Siapakah yang beruntung, ia yang belajar berkali-kali, atau mereka yang tak
diberi kesempatan belajar berulang kali?
Aku bertanya pada
ibuku, “Ma, ini hari Rabu ‘kan? Besok masih ramadan sehari lagi ‘kan?” aku
benar-benar tak tahu ini hari apa dan tanggal berapa. Serasa seperti habis
berkunjung ke dimensi lain. (hehe)
“Rabu apaan? Ini
hari Kamis, malam Jumat. Besok lebaran,”
Ya ampun!
Ramadan kali ini
sungguh luar biasa dari tahun-tahun sebelumnya. Dan memang mungkin sudah
seharusnya seperti itu. Karena bertambahnya usia, kita memang dituntut untuk
semakin tinggi pencapaian derajat di hadapan Tuhan. Atau, tentang peningkatan
kehidupan secara duniawi, selama itu tak membuat jarak antara kita dengan-Nya.
Ramadan kali ini,
aku seperti seorang tawanan yang diburu para penangkap.
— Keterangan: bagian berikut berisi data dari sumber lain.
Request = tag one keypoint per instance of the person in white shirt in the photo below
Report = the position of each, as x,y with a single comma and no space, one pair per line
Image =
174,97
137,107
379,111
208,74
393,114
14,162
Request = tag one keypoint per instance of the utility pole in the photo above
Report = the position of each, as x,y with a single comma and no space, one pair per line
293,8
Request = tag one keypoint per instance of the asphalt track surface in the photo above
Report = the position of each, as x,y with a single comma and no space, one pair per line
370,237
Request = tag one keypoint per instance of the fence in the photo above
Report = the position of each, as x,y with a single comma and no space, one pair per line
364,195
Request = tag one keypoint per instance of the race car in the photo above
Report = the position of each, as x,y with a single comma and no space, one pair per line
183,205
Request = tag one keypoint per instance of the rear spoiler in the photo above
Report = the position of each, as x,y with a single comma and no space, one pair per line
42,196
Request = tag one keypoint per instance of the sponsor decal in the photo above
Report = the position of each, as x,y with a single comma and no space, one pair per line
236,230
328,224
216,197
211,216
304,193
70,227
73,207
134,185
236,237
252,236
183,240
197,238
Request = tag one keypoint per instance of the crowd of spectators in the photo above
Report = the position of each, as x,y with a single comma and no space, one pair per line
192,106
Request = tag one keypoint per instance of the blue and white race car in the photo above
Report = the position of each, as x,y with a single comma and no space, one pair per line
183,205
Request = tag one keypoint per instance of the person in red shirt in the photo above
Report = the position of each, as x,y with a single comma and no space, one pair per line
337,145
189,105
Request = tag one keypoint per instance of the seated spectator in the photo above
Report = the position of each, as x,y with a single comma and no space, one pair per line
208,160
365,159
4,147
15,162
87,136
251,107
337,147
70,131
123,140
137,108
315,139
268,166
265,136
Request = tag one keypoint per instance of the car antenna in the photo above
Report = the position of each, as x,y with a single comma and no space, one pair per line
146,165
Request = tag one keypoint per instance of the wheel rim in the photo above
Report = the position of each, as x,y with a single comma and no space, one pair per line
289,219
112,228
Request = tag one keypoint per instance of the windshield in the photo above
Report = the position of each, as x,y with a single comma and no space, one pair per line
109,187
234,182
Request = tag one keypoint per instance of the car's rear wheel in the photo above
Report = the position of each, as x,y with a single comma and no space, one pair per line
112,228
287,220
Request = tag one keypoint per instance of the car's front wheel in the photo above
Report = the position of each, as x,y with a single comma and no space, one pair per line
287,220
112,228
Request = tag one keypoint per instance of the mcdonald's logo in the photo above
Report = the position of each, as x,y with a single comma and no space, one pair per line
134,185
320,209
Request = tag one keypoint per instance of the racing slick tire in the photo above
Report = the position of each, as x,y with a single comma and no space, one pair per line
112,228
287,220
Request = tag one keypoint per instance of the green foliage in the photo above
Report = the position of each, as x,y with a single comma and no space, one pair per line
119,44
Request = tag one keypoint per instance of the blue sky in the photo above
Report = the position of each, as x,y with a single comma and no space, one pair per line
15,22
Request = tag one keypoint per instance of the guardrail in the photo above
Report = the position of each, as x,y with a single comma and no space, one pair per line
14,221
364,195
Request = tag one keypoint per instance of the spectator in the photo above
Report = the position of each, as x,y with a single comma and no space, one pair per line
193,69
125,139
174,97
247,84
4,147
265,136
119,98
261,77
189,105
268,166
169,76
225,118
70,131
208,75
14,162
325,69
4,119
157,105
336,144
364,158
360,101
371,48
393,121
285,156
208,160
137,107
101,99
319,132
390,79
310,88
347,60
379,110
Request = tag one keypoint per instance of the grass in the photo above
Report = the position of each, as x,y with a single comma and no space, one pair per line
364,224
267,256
Dikejar-kejar target,
tanggung jawab, permasalahan-permasalahan banyak orang, yang sebenarnya tak
yakin aku bisa menyelesaikannya – jika Tuhan tak ‘menunjukan’ diri-Nya dalam
ramadan ini. sekedar untuk refleksi sebulan ramadan ini, beberapa persoalan ini
akan menjadi rujukan utama suatu saat nanti aku dihadapkan dengan begitu banyak
persoalan lagi :
- Tertolak
cinta untuk kesekian kalinya (ini benar-benar memalukan!haha)
- Deadline
hutang sekolah, yang hanya diberikan jangka waktu tiga hari (dan gue sama
sekali tak punya fuluz! Gila!haha_)
- Dua guru
mengundurkan diri, mencari guru dan membinanya lagi dari awal (ya ampun).
- Membagi
pengalaman membuat film pendek pada siswa-siswaku di SMK.
- Rencana
pengunduran diri dari SMK.
- Protes
orangtua siswa yang anaknya tinggal kelas.
- Menolong
siswa yang kena psikopath dan ibunya kena gangguan jin ( -_-‘, gue guru
atau dukun seh?hehe)
- Orangtua
siswa yang ingin meminjam uang dari sekolah (ya ampun, pa, ini sekolah,
bukan koperasi -_- )
- Membantu
orangtua siswa yang bapaknya ditahan polisi.
- Administrasi
tahun ajaran baru, honor dan THR guru (God must be crazy, i dont have
money saperak-perak acan!haha) and the last happiness is....
- Keluarga
baru, anak dari kakak terakhir gue. Lahir ba’da ashar, Kamis ini. kita,
iya, aku dan kamu, kapan mau punya bayinya??wkwk
Pertama tentang cinta. Seperti Gie* yang
berkata, “Tak ada pembicaraan yang lebih puitis dari cinta dan kebenaran,”
ramadan tahun ini, aku buka dengan kejatuhan cintaku untuk yang ke sekian kali.
Jatuh cinta dan mengungkapkannya ibarat mendaki gunung dan menuruni sekaligus.
Ada yang sekali mendaki langsung puas, dan mereka tetap di ujung gunung. Tapi, tak
jarang orang harus berkali-kali mendaki dan turun untuk berkali-kali.
Berkali-kali? Tidakkah melelahkan? Tentu. Bicara tentang rasa lelah, apa yang
tak melelahkan dalam hidup ini? semuanya capek. Tapi, mengapa seakan aku tak
menunggu saja, atau = kata sebagaian teman dekat, jangan terus kau berpura-pura
tertolak, karena sebenarnya aku merekayasa kisah tentang penolakan semacam ini.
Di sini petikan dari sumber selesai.